‘Oh Manchester,’ the happy-go-lucky scamp Morrissey once sang, ‘so much to answer for.’ The Pope of Mope might never have hit such artistic heights had he grown up in the city today though: given its cultural renaissance he’d probably be playing moody tech-house sets until 5am in reclaimed warehouses. Manchester’s the North’s equivalent of Williamsburg these days, you know.
Hotel Football looks out on Old Trafford, which is apt given that it’s owned by United legends Gary and Phil Neville, Paul Scholes, Nicky Butt and Ryan Giggs. It’s a glossily stylish kind of place, and on the top floor, you can play five-a-side while enjoying panoramic views of the ground and Salford Quays.
FOOD & DRINK
The in-house restaurant, Café Football, is very good for gourmet burgers and shoehorned footballing references – witness the Mara Doner. The city’s legendarily ornery about its lack of a Michelin star, so Michael O’Hare’s three new openings – The Man Who Fell To Earth, The Rabbit in the Moon and Are Friends Electric – feel like a full-on all-or-nothing assault on the accolade. Northern Quarter, for all its slightly self-regarding ain’t-I-coolness, is stuffed with great bars, clubs and restaurants. The Briton’s Protection in Deansgate is the king of them all, though: it’s been there since 1809 and has period charm (and whiskies and local beers) in abundance.

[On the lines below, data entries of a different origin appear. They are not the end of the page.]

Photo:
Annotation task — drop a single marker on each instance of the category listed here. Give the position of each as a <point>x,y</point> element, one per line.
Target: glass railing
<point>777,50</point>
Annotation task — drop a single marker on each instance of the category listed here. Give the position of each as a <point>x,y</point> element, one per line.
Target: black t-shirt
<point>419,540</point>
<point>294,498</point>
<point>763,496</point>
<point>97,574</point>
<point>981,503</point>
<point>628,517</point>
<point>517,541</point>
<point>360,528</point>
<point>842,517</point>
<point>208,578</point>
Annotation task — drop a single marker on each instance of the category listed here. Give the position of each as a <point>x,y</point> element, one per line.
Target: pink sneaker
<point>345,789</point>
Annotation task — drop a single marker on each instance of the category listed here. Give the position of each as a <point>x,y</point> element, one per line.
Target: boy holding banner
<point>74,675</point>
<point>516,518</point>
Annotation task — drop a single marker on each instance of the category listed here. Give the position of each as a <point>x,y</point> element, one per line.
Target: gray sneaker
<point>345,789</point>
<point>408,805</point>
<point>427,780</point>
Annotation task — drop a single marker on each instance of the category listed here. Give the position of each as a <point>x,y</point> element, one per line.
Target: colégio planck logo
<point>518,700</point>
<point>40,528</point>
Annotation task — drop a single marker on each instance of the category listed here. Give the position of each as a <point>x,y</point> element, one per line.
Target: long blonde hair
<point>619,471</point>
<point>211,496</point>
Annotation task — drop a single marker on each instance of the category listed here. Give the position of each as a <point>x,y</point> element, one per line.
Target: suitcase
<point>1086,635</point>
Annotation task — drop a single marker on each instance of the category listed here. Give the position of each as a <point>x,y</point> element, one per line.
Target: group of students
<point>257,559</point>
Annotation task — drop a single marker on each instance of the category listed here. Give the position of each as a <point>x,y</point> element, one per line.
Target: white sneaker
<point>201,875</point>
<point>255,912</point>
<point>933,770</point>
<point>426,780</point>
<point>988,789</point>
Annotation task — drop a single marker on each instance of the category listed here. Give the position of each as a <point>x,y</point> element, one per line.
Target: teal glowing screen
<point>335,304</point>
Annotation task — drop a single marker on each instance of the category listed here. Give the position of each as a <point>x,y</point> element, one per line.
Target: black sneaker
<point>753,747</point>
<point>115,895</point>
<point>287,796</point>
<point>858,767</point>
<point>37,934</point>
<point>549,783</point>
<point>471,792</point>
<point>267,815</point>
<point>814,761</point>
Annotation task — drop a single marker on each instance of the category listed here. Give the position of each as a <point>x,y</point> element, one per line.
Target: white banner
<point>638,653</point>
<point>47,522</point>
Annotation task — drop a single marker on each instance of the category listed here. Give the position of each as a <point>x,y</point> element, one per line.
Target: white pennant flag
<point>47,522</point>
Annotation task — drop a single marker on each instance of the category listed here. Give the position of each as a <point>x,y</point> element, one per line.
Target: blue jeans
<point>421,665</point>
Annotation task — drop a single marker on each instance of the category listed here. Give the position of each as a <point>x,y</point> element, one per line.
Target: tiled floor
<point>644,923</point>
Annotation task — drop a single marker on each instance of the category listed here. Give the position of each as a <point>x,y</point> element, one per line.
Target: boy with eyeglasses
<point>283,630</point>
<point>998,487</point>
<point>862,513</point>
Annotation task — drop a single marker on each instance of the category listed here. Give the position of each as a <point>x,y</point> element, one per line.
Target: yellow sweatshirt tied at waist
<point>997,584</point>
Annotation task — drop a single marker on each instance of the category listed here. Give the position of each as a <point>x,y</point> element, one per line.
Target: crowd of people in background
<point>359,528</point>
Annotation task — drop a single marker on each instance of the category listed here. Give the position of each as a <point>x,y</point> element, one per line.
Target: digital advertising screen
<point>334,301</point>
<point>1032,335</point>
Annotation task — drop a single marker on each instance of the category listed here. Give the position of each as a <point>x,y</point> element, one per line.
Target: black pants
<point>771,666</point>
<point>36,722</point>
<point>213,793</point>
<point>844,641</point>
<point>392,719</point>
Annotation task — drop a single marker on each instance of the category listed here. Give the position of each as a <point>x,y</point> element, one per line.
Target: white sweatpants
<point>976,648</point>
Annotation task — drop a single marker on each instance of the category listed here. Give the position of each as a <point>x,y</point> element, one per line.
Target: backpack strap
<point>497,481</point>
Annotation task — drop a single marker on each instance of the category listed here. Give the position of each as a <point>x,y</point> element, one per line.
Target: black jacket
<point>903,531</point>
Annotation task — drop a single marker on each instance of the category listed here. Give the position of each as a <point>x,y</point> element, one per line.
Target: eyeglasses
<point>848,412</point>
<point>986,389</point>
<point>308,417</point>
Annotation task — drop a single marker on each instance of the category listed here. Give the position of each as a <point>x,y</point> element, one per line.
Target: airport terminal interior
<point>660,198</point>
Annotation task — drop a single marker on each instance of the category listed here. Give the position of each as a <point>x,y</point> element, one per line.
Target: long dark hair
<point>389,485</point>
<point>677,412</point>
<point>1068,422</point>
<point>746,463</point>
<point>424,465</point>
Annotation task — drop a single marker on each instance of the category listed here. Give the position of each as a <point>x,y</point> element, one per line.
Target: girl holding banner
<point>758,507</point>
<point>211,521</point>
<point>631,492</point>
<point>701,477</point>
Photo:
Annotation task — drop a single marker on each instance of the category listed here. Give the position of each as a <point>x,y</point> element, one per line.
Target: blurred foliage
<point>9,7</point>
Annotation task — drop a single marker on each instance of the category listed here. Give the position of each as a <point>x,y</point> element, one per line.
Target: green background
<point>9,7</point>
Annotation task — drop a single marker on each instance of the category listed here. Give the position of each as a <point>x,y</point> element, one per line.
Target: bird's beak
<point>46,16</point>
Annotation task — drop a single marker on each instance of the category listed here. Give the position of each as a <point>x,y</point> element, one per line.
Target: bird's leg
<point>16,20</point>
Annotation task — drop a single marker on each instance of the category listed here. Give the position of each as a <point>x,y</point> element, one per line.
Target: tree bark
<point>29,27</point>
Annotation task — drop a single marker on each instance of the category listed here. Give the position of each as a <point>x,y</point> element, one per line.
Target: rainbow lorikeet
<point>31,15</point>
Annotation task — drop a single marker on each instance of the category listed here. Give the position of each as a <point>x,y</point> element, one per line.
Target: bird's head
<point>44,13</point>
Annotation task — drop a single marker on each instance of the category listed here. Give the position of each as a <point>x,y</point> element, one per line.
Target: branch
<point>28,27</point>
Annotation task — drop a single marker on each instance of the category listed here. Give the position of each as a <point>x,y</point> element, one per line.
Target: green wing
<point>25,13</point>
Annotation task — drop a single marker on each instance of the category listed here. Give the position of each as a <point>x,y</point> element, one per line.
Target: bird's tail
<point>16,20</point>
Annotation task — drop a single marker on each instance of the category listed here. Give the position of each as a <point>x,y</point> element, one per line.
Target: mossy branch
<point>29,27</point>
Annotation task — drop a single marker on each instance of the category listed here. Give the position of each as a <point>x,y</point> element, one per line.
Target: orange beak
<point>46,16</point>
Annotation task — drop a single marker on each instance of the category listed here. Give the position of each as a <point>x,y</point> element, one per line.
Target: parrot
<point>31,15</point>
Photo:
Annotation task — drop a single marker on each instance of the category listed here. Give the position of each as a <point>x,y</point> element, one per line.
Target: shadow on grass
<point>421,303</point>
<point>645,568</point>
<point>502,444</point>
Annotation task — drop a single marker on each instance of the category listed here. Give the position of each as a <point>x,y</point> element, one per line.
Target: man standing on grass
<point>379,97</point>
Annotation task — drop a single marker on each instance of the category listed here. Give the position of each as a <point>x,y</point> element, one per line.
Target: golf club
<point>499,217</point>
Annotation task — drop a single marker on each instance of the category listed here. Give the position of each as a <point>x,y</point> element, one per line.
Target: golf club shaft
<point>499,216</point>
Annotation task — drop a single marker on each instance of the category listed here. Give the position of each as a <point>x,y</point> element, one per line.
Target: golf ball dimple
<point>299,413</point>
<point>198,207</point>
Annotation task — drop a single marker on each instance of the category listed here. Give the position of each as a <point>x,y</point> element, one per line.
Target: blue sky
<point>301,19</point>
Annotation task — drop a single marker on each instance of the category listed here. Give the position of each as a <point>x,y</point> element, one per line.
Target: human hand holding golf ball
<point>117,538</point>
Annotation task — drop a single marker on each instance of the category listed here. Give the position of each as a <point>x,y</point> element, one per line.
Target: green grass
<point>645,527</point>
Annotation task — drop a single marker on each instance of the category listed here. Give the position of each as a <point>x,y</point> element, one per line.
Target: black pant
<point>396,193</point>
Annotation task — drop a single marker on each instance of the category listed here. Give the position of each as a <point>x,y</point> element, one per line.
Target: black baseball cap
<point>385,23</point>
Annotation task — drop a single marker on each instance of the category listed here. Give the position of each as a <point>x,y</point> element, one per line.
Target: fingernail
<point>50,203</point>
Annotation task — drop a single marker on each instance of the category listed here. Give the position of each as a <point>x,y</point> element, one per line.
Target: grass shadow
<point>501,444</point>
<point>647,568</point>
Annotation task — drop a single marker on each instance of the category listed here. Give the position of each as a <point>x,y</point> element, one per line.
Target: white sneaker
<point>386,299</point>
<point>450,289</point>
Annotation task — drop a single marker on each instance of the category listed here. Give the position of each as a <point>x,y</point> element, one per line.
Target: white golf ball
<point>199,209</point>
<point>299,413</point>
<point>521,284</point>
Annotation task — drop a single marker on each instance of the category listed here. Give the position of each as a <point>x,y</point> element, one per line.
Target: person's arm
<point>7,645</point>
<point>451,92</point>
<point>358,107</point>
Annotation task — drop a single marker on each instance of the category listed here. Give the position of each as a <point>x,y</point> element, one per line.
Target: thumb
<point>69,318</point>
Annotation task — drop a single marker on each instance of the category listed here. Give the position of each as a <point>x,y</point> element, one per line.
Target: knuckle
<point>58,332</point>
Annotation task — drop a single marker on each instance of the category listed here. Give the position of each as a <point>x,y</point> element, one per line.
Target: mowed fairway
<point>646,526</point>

Much of Salford and Trafford is new-build blocks, but there’s plenty of history about. Do the Old Trafford stadium tour, then explore the docklands and Manchester Ship Canal. The latter nicked trade from Liverpool’s ports, beginning an enmity which has never gone away.
Manchester’s nightlife. The Haçienda’s a block of flats now, but the new generation of clubs and venues are brilliant: catch a gig at the Albert Hall, a once-abandoned Wesleyan chapel which still has its stained glass windows and pews. Oh, and it’s got a banging sound system. That’s new.
WE DON’T LIKE
It’s not exactly central – City fans’ jibes about Old Trafford technically being in Salford aren’t unfounded – but it’s still convenient for getting into town.
All of the amazing museums and galleries. Beyond the obvious (Museum of Science and Industry, The Lowry, Imperial War Museum North, National Football Museum, the Whitworth Gallery), The People’s History Museum tells stories of ordinary folks’ struggle for civil rights and Islington Mill’s a winningly DIY arts hub.